ArtsAutosBooksBusinessEducationEntertainmentFamilyFashionFoodGamesGenderHealthHolidaysHomeHubPagesPersonal FinancePetsPoliticsReligionSportsTechnologyTravel

The Death of David Hume

Updated on July 2, 2012

England's King George III is noted to have penned a single line of text into his diary on July 4, 1776: "Nothing important happened today." Of course, in the technical sense, he was right, though this is the date we Americans incorrectly identify as the anniversery of our independence from England. (Though, presumably, the King, sitting at his desk across the Atlantic Ocean, could have had no idea of the savage indictment against him that was in process of ratification at that very time.) Something interesting, and of obscure historical importance, did occur on this exact date, that no one in the American colonies was aware of: A dinner party was hosted in Edinburgh, Scotland, by one of their greatest champions in the Kingdom; in fact, it was the final appearance of this man who was the founder of the British Rennaissance, the Scottish Radical Enlightenment, and the agnostic school of philosophy, who would die within two months of this date.

David Home (he adopted the name of Hume, presumably as an adult), was born in Edinburgh on April 26, 1711. His father, along with a sister and older brother, had died when he was young, and he was brought up by his mother. A a student at the University of Edinburgh, he started out in the law, but ended up spending most of his time developing a passion for literature and writing that never left him. Hume moved Bristol in 1734 to work for a merchant there, but he quickly tired of the business world and left England for France, where over the following three years in Rheims, and La Flechee, he gradually nurtured his literary talents and wrote his first treatise, the two-volume "Treatise on Human Nature," which he published the year after returning to England in 1737 (but he was apparently disappointed with this work, claiming it was "dead born" from the moment it was published). In 1744, he published his "Essays, Moral and Political," in two volumes, applying also for the position of moral philosophy chair at the University of Edinburgh; but he was rejected because the town council viewed him as an immoral atheist.
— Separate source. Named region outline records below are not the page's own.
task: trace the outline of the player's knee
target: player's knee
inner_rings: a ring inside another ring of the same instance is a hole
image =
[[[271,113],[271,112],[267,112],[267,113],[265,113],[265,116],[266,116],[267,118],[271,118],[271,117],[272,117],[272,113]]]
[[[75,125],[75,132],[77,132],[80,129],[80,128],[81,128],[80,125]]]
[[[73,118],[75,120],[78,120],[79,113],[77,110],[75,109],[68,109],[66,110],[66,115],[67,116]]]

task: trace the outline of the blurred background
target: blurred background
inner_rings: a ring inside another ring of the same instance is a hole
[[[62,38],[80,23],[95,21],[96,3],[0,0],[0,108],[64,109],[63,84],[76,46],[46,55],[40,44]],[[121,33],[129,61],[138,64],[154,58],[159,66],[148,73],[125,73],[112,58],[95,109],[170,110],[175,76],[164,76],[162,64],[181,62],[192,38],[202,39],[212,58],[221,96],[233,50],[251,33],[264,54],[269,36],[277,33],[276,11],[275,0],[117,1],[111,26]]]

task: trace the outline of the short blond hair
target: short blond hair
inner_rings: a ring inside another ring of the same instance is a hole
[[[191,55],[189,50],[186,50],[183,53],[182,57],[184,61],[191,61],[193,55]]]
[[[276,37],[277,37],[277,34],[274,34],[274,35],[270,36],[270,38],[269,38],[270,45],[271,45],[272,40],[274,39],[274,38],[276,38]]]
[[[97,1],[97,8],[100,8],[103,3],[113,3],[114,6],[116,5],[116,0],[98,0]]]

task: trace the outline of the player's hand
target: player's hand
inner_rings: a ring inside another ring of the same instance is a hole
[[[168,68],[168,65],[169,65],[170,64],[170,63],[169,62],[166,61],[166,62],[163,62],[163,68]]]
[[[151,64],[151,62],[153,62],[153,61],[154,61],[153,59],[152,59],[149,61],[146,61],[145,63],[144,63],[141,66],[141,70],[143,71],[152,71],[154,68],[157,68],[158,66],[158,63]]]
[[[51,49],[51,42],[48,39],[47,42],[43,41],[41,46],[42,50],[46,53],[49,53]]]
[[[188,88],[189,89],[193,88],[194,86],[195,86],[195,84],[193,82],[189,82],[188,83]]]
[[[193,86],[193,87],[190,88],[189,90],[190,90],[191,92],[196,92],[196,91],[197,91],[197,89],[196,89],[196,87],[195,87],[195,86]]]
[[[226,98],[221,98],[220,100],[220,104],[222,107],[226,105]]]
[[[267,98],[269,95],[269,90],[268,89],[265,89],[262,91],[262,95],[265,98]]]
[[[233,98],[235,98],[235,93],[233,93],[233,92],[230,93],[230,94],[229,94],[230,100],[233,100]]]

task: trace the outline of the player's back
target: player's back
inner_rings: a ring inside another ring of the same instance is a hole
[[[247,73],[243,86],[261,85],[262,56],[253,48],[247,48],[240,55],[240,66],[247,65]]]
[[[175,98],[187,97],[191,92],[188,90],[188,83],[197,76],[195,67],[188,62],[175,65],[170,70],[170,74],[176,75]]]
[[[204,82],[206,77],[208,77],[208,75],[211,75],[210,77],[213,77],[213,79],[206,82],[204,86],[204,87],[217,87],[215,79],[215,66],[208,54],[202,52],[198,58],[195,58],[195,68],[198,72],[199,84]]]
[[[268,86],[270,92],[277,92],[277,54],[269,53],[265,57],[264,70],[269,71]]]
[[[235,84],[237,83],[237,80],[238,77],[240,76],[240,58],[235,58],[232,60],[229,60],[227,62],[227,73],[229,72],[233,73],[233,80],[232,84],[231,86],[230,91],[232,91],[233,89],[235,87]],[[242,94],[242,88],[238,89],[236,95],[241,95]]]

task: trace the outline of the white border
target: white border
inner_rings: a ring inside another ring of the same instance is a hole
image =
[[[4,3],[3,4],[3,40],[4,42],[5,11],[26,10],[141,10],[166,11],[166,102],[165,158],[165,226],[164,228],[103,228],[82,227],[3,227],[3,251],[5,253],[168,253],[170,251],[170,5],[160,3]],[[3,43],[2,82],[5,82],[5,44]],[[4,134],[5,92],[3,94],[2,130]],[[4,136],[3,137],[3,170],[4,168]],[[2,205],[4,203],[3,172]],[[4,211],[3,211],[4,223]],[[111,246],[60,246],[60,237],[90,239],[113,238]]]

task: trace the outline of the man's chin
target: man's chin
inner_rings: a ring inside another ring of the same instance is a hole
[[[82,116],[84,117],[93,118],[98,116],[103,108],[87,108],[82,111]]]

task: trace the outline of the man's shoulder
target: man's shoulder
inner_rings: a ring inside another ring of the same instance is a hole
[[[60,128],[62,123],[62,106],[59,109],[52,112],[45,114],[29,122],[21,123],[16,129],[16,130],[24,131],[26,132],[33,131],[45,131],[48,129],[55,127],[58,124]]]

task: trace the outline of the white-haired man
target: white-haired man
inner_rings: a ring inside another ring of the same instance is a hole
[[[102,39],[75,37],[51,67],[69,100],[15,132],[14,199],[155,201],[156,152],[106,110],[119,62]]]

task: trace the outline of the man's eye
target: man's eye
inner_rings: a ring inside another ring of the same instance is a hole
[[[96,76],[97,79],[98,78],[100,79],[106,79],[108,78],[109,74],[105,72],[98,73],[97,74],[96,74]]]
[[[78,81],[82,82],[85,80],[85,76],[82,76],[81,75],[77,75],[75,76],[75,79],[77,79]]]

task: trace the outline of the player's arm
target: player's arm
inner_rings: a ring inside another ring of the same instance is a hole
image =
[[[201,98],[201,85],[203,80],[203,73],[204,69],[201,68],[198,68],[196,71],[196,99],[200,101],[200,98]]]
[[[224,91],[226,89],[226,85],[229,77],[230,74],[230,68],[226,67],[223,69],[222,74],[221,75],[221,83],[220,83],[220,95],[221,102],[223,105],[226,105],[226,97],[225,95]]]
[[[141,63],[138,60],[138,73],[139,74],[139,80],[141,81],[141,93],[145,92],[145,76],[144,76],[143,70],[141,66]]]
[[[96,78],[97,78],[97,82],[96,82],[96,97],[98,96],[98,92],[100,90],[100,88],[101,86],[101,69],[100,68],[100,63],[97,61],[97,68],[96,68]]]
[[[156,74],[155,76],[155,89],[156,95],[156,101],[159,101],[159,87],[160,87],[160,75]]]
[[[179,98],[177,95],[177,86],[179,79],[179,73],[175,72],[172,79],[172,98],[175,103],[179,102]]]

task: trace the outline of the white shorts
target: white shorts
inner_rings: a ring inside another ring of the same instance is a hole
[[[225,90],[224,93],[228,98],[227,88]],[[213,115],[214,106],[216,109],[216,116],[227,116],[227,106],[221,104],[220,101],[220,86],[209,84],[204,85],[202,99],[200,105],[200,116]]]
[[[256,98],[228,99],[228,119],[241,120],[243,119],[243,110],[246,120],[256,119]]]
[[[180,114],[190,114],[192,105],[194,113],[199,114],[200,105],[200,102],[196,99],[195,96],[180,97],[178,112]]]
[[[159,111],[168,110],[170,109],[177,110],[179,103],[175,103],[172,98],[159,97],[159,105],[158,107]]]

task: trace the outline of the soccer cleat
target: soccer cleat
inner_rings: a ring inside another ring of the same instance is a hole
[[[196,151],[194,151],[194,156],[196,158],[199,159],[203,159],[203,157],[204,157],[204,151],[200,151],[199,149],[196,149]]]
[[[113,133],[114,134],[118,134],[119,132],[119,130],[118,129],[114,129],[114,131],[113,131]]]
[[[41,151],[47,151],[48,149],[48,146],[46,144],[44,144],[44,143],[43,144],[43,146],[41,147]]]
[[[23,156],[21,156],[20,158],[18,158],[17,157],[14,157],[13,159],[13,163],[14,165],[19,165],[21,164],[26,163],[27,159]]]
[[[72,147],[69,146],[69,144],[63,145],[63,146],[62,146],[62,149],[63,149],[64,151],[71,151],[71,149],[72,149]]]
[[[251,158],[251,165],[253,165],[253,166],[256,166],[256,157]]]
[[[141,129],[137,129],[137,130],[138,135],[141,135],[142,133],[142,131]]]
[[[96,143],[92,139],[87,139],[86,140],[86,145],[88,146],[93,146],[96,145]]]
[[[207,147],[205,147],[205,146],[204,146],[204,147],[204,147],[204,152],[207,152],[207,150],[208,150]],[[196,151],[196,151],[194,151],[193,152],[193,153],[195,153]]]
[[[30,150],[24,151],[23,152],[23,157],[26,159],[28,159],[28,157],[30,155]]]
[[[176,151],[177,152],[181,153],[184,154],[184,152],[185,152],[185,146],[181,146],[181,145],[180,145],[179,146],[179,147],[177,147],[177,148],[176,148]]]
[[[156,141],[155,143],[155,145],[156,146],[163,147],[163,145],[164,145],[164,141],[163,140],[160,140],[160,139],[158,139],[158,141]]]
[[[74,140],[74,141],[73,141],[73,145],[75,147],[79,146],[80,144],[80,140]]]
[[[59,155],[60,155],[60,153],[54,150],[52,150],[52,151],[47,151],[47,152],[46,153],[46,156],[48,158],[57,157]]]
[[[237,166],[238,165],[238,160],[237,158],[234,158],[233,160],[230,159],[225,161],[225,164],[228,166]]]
Whether Hume was an atheist is debatable (though when asked, he said he didn't have enough faith to believe in the non-existence of God), but the important point to consider here is his philosophical viewpoint and its relation to the major political event taking place in his country during the last decade of his life. His whole philosophy is beyond our present scope; he is best known for the development of empircism, which has come to be seen as meaning that human knowledge is limited to what is experienced, as opposed to beliefs and ideas which can extend beyond experience; these last are based on the powers of reason and imagination, by which Hume linked them to the principles (as they existed in the 18th Century) of science. Hume's philosophy, supported by that of his contemporary John Locke, thus provided a basis for the "self-evident truths" doctrine advanced by Thomas Jefferson in the Declaration of Independence.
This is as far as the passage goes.